Would worry less about the consequences for the accountant, they are probably being told by the directors when to make payments and when to send the remittances.
Client could sit down and renegotiate the terms and conditions so for the third party to not delay sending their remittances. Or...they should stop the relationship.
I am not familiar with IFRS15 but I am surprised if you cannot recognise revenue. The entitlement to income arose in the previous FY even if the information was not available until post year end to accurately quantify it.
Given the 3rd party does all the work and appears to take the risks, the 20%/80% profit split in favour of your client seems to be a cracking deal for your client. So perhaps some game playing is understandable.
Who drives the sales and orders? You say they are contracted to fulfill merchandise on behalf of your client... so does your client not know what orders they are fulfilling?
I'm assuming this is a unique or patented product in some way, otherwise I can't see any reason the third party would be doing this deal, seems very one sided.
Unless of course this is massive volume and scale, in which case the lack of legal agreements to support your client seems strange.
In terms of the accounting, you get the information eventually so can adjust, not ideal but I could live for it for an 80% risk free with no work involved.
If I was doing all the work for 20%, I wouldn't be rushing to give away the 80% either.
Away from the rarified practice work, it is dog eat dog, and buyer beware.
Big guys push the little ones around all the time.
Just because someone at the 'big guys' is an accountant, doesn't give you carte blanche to go running off to tell teacher (or institute).
Your client either accepts he is getting risk free income for no outlay, and it comes after a while, or he finds someone else, or he gets better at negotiating and enforcing contracts.
The ICAEW ethical code largely speaks to behaviour vis-a-vis clients - so covers areas such as competence and objectivity. It does not really address commercial practices as long as they are lawful. You may think it should speak to business practices (as I do), but that is a separate debate, fraught with practical difficulty.
Is your client's position the result of a badly negotiated agreement or breach of the agreement? If the latter, client's remedy is at law rather than through ICAEW.
You've gone from saying the 3rd party do all of the work to now basically saying they don't really do much.
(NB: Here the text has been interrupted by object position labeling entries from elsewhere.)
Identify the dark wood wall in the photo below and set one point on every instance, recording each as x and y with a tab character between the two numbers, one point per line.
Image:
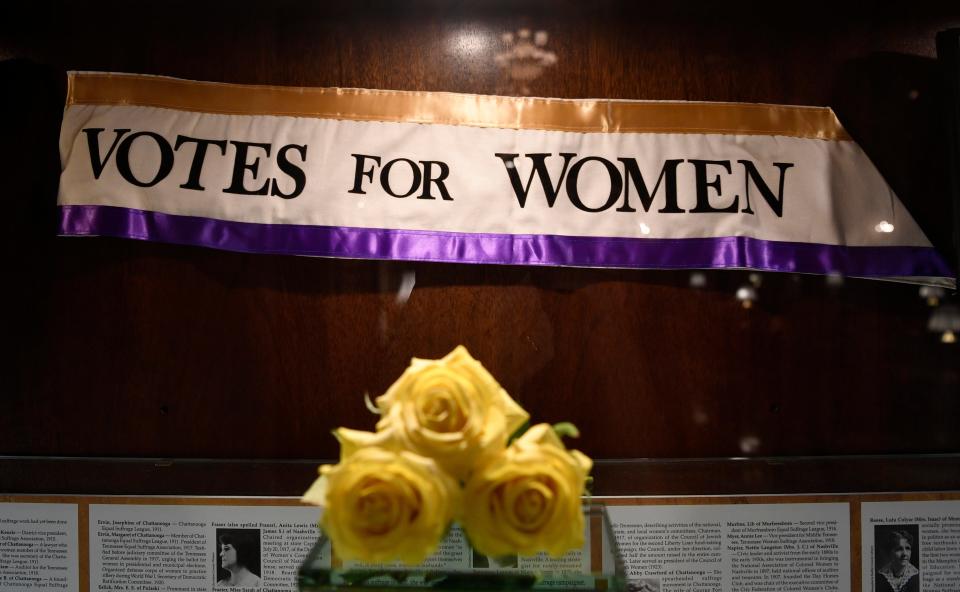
130	349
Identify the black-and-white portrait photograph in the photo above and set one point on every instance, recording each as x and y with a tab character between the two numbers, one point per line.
238	558
897	557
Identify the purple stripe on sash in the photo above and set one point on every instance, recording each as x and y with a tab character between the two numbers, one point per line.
419	245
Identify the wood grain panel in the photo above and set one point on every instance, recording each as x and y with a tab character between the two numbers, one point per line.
122	348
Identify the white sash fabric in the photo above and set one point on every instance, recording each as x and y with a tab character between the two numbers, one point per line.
464	178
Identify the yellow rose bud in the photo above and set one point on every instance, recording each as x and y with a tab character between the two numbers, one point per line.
451	410
527	499
382	505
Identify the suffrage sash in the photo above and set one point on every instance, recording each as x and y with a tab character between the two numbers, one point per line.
430	176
If 90% of the goods go from actual suppliers direct to customer then perhaps these actual suppliers can report sales volumes to you? (As i assume, contractually, they are selling the goods to you and you are selling them on to end customer.) Then its just the remaining 10% plus refunds etc you need to squeeze out of the third party.
A salutary tale by the sounds of it. Sounds like the client entered into a contract with (let me guess) a limited company. Also I suspect that the client didn't do a proper credit check on the company. The company will either be so big that they don't care or so small that they'll have no balance sheet worth. In these circumstances the first thing I do is check for the latest accounts at Companies House (subject to legal status of course).